Menu
▾
▴
sshguard-users
|
From: Truffe C. <tru...@gm...> - 2007-05-21 17:09:55
|
I have installed sshguard-1.0beta2 on suse 10.1 with iptables, following instruction described in README. Installation and configuration following README seemed to work fine. However, after killall -HUP syslog-ng, HUGE amount (several GBs in a few minutes) of log is written in /var/log/messages . The messages are just in finite repeat of following message: ++++++++++++++++++++++++++++++++++ May 22 01:54:01 hostname sshguard[24897]: Parsing line 'May 22 01:54:01 hostname sshguard[24897]: Parsing line 'May 22 01:54:01 hostname sshguard[24897]: Parsing line 'May22 01:54:01 hostname sshguard[24897]: Parsing line 'May 22 01:54:01 hostname sshguard[24897]: Parsing line 'May 22 01:54:01 hostname sshguard[24897]: Parsing line 'May 22 01:54:01 hostname sshguard[24897]: Parsing line 'May 22 01:54:01 hostname sshguard[24897]: Parsing line 'May 22 01:54:01 hostname sshguard[24897]: Parsing line 'May 22 01:54:01 hostname sshguard[24897]: Parsing line 'May 22 01:54:01 hostname sshguard[24897]: Parsing line 'May 22 01:54:01 hostname sshguard[24897]: Parsing line 'May 22 01:54:01hostname sshguard[24897]: Parsing line 'May 22 01:54:01 hostname sshguard[24897]: Parsing line 'May 22 01:54:01 hostname sshguard[24897]: Parsing line 'May 22 01:54:01 mesioa sshguard[24897]: Parsing line 'May 22 01:54:01 hostname sshguard[24897]: Parsing line 'May 22 01:42:13 hostname sshd': skip. ': skip. ': skip. ': skip. ': skip. ': skip. ': skip. ': skip. ': skip. ': skip. ': skip. ': skip. ': skip. ++++++++++++++++++++++++++++++++++ Now sshguard is stopped by commenting syslog-ng conf file and restart syslog-ng.
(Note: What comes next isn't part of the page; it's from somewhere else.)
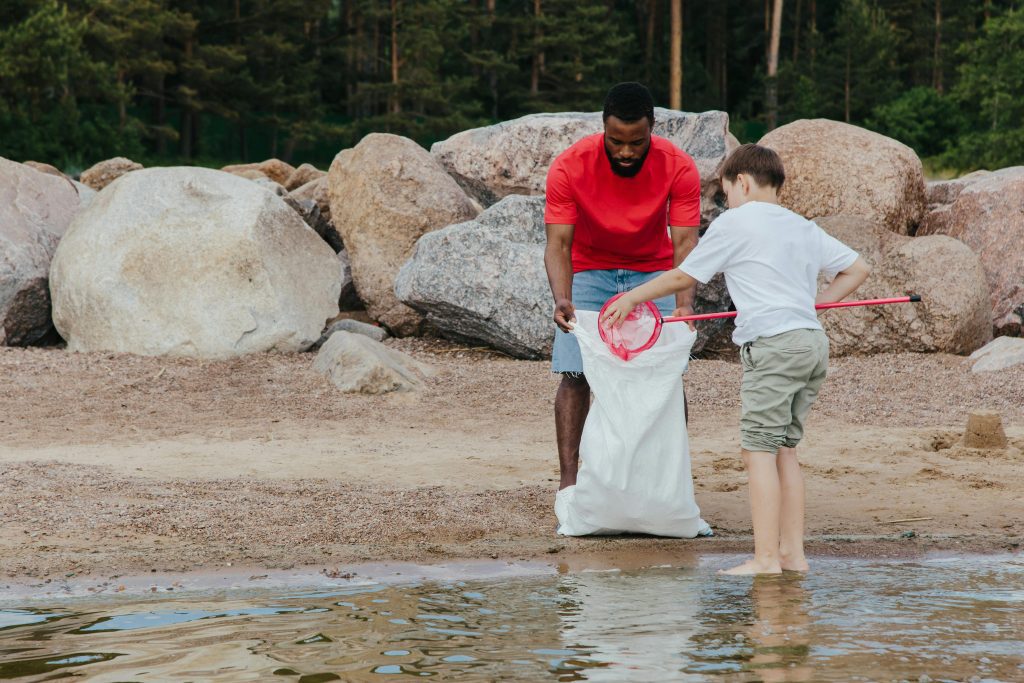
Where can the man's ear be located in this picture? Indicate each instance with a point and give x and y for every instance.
(744, 182)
Probably I have mistaken at some steps in configuration. Is someone tell me what is wrong in my configuration? Thanks, |
|
From: Mij <mi...@bi...> - 2007-05-21 20:55:07
|
Truffe,
this is the mechanism that causes that loop:
1) log lines of the auth facility are given to sshguard
2) sshguard parses each line; the parser generates a log message
with "debug" level on its work result. All sshguard logging happens to
the auth facility
3) syslog takes these logs back to sshguard which then generates
further logging
I was aware of this possibility and relied on either of these
assumptions
for avoiding step 3 (and thus the whole loop):
# debug logs are typically discarded or directed to a specific log
file, e.g. "debug.log"
# log messages with "sshd" are filtered before passing to sshguard
If you use syslog-ng I suggest you to go the simpler (#2): specify
the following
filter for sshguard
filter sshlogs { facility(auth, authpriv) and match
("sshd"); };
In the future I will possibly remove that debug message.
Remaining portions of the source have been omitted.